Simple Plot Script Tutorial

This is a short tutorial that covers creating a plot from feature datasets.

Introduction

The script plots the total number of residues in each sample source as a bar graph. The full code for this script is in the features scientific benchmark ( rosetta/main/tests/scientific/cluster/features/scripts/analysis/plots/EXAMPLE_PLOT.R ).

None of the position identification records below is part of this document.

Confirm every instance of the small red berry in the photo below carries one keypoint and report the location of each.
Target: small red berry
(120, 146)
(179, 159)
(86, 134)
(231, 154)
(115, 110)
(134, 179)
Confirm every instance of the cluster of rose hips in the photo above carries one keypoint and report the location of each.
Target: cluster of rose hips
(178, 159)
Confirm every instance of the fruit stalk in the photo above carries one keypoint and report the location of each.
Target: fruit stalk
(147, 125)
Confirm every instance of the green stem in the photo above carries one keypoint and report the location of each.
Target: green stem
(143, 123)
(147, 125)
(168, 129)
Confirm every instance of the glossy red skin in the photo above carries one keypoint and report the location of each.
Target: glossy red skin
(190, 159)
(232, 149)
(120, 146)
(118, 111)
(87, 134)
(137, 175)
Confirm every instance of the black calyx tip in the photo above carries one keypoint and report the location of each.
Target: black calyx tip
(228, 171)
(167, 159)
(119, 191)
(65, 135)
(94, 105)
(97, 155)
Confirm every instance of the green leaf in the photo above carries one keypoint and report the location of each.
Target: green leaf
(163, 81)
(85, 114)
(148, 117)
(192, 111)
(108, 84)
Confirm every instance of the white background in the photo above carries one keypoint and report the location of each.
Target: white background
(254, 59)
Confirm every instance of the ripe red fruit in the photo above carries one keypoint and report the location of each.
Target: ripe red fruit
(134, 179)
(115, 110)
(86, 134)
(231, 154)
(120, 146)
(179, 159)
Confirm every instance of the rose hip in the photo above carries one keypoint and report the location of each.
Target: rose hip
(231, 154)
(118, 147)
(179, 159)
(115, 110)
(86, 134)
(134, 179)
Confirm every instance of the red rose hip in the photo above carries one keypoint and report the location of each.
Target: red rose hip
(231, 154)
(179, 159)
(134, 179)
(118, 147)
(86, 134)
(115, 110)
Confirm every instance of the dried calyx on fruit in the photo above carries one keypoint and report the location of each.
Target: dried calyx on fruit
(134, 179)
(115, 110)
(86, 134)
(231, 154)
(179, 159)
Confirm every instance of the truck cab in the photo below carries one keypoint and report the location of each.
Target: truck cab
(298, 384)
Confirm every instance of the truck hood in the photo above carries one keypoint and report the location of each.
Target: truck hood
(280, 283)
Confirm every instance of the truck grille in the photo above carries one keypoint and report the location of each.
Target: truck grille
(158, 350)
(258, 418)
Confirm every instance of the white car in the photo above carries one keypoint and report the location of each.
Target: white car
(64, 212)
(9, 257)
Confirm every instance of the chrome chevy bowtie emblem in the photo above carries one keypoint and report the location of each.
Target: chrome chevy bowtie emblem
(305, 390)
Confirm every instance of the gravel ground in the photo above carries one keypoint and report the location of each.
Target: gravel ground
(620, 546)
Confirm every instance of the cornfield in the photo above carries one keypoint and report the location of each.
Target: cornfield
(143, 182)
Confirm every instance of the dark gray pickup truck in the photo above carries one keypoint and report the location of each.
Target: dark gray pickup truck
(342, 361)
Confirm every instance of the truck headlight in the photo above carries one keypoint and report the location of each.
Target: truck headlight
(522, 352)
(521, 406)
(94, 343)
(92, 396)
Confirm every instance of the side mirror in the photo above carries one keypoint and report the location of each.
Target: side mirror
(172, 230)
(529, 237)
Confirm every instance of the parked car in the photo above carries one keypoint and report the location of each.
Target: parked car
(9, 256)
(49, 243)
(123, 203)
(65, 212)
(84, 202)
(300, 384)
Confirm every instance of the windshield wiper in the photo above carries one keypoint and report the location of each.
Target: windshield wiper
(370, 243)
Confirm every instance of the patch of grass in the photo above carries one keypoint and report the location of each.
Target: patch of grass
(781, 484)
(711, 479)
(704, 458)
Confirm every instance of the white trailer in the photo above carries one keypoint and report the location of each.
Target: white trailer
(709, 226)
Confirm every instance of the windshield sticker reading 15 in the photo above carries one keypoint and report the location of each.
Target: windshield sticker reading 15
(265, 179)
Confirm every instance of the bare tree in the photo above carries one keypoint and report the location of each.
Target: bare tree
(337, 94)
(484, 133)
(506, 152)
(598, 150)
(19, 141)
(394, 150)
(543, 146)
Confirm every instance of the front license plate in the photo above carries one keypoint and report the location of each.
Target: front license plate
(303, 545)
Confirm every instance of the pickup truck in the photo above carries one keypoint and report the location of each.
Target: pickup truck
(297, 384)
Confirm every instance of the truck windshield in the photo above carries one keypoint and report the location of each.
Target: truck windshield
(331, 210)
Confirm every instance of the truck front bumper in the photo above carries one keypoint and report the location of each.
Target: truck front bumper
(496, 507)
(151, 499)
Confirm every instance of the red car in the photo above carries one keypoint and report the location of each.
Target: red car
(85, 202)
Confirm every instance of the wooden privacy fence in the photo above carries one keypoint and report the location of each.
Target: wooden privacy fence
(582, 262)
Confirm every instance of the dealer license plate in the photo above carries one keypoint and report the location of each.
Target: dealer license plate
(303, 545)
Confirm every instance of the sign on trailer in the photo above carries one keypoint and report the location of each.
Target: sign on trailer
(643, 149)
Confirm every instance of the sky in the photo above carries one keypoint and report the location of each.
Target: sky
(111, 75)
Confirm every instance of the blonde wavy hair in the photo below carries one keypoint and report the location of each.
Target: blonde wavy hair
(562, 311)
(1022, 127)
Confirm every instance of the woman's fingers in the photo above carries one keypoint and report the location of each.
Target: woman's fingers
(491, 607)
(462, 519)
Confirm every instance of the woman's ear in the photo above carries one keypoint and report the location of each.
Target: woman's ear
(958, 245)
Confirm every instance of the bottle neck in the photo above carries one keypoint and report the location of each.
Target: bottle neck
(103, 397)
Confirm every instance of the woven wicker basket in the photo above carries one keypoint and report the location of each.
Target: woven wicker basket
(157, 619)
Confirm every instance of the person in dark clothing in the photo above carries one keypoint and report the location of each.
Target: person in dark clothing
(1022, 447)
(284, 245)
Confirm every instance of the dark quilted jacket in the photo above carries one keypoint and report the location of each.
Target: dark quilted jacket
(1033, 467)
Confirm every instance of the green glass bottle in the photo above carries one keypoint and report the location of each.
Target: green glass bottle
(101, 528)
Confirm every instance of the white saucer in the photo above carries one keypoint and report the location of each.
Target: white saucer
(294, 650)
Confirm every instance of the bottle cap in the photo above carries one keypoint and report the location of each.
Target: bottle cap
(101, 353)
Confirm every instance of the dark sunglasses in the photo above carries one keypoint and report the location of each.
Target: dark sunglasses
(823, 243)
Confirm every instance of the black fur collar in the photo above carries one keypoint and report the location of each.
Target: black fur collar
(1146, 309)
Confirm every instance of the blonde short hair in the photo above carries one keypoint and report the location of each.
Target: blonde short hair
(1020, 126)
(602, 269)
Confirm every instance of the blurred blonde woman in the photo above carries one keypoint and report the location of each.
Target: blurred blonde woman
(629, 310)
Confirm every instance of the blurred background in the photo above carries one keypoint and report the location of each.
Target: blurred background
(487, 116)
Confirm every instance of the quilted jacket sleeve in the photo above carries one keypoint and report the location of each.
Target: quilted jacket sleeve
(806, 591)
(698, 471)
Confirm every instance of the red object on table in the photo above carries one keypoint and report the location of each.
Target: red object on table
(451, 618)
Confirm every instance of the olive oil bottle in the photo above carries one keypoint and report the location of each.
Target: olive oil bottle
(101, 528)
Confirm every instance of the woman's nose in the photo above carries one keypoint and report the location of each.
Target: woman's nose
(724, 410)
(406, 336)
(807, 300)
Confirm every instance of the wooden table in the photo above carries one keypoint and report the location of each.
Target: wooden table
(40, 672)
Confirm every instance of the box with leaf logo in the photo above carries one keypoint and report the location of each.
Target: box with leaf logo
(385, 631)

The script uses SQL to extract the number of residues for each sample source in to an R data.frame, and then declares how the plot should look using ggplot2:

The Code

Here is the meat of the script.

    query_str <- "SELECT count(*) AS num_residues FROM residues;"            # define SQL query string 
    feat_data <- query_sample_sources(sample_sources, query_str)             # apply the query to each sample source

    plot_id <- "EXAMPLE_PLOT"                                                # define the name of the plot
    plot <- ggplot(data=feat_data) +                                         # define a plot of the feat_data
        geom_bar(aes(x=sample_source, y=num_residues, fill=sample_source)) + # map the data to the x, y, and fill values that define the bars
        theme_bw() +                                                         # having the "black and white" theme
        opts(title="Dataset Size") +                                         # specify the title of the plot
        opts(labels=list(x="Number of Residues", y="Count"))                 # specify the axis labels
    save_plots(sample_sources, plot_id, output_formats)                      # generate the last defined ggplot2 plot

How the Script Works

This file no longer exists.

To run this script call compare_sample_sources.R with like this:

    Rosetta/main/tests/scientific/cluster/features/compare_sample_sources.R \
       --script scripts/analysis/plots/EXAMPLE_PLOT.R \
       /path/to/features_SampleSource1.db3 \
       /path/to/features_SampleSource2.db3

Extract Data

The first step is to extract the relevant information from the feature datasets.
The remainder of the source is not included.